MARKLE: I’m not a disciplined writer; something really has to stir me in order for me to stop what I’m doing and sit down and work with what I’m feeling. This piece obviously forced me to react to my experience, and I guess I wanted to acknowledge that this place, these woods, the earth, is worth attention and marvel and so many other things. Without intending to, I took on a very spare, child-like tone with the language, probably because I always feel so small, physically and I guess significantly, when I’m there in the forests. I hope that translates and that people connect with that pure sense of wonder.
TDN: Why can this kind of writing be such effective advocacy?
MARKLE: For one, there are no people in this piece as characters or as voices. I think that in our rush to communicate strong feelings, we too often make it about us- our opinions and perspectives, and nature usually does really, really well without any of that. This piece is effective because there’s nothing divisive about it; it’s just awe, and nature deserves our awe. Similarly, it’s the perspective of the trees, and that voice isn’t heard as often as it could be, so people take notice.
TDN: Talk a little about the art of writing for video. How is it different from print, or even long-form writing online?
MARKLE: Writing for video requires stepping back and examining the script as objectively as possible to make sure it sounds the way it looks. I have a tendency toward parenthesis and asides, which don’t translate well in a video script, so I have to be intentional about staying the course. I also try to be mindful of the way a word works in a mouth. If a word means and connotes exactly what I need it to, but the sound or rhythm of it is awkward enough to make it stand out above the whole, then it isn’t the right word. (I do a lot of reading out loud to my dog.) The matter of pace is different too. A single line separate from stacks of paragraphs is a powerful visual tool; the reader sees the blank space and hears their own silence. When text is performed for a video, half of that sensory experience is missing because viewers are only hearing whatever silence the filmmaker injects and not seeing the distance the line has from the rest of the piece. I wasn’t worried about how the text would ‘look’ in this case because I knew Jesse was in sync with it, which is a sign of a good filmmaker. In the responses to ‘Growing Is Forever’, many people called it a poem. I was so used to seeing it in prose form that I never expected that reaction, and it really appealed to me that people were visualizing the text in different ways.
TDN: What are three common mistakes you see people make in scriptwriting—especially for web videos?
MARKLE: The most painful one is the ‘trying to win at Scrabble’ mistake. Going bigger for a video script with impressive, 6-syllable words is only going to make it sound like you’re faking your book report.

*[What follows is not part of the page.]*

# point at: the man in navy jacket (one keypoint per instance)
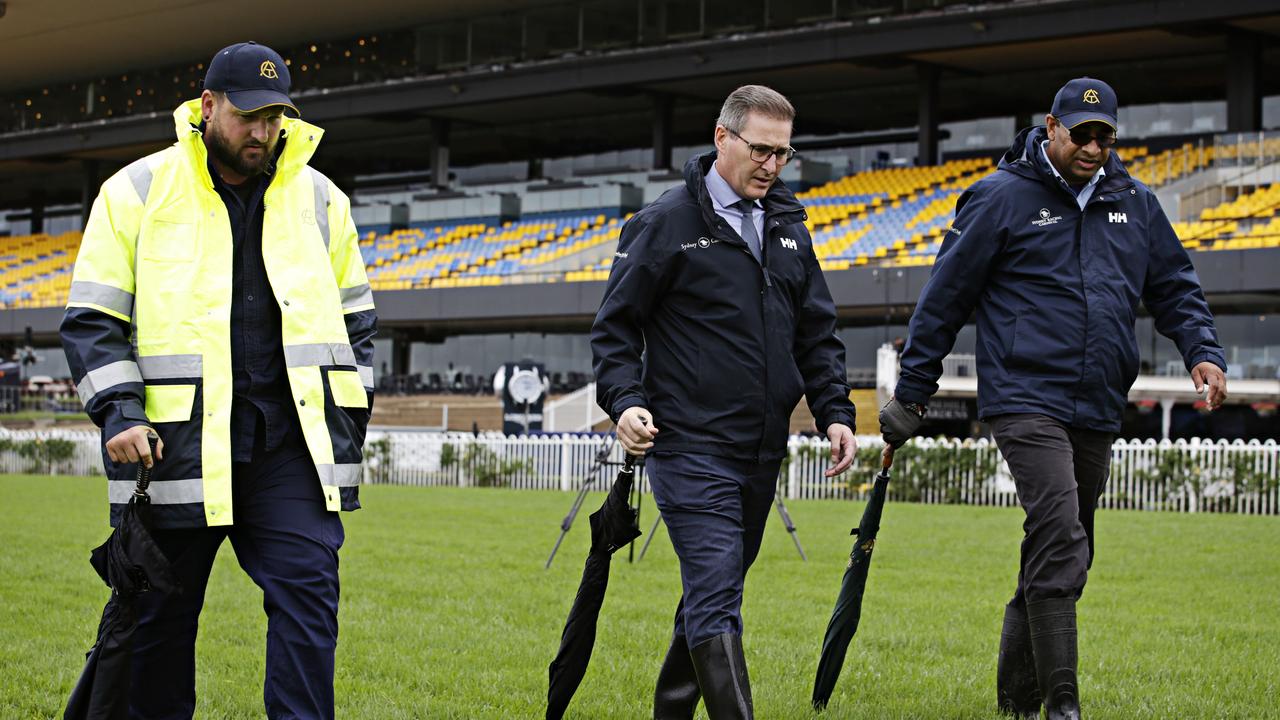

If you need the word “good”, don’t make the actor or narrator say “salubrious.”
Another common mistake is that scriptwriters often forget (or ignore) that it’s not a solo project. If you’re not used to writing scripts it can be a challenge to get beyond your own experience with your words.

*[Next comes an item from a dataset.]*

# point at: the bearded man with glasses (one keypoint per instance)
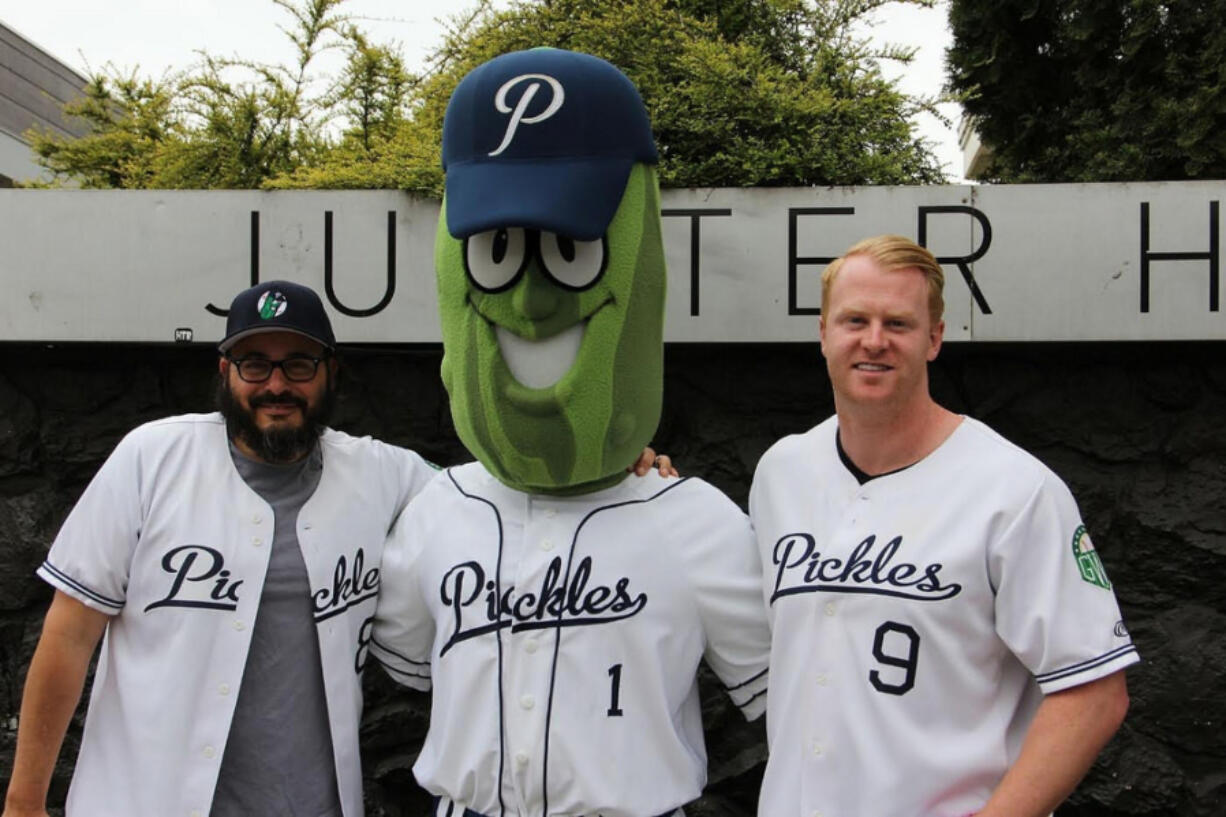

Finally, too many writers want to explain everything and describe everything. We really love words, so it’s hard to refrain from pigging out at the language buffet. Similarly, chasing stories is very tempting, but too many directions weaken a script like nothing else.
TDN: What are three pieces of advice that you’d offer in response?
MARKLE: Web videos are typically short in length and in age: accessibility will expand their lifespan. That’s not to mean everything should be a Dick & Jane-style of elementary minimalism, but when necessary, embrace the power of less.
Think beyond yourself and your art. There will be a physical voice to consider, a photographer and/or an animator, and probably a musician. Is your contribution improving theirs? The answer should be ‘yes’. If it’s not, revise.
Rely on the visuals to show what needs to be seen, and only fill in where necessary. Don’t over-tell; you would be amazed at what you don’t need to say. Determine what you want to communicate and write toward it in a straight line.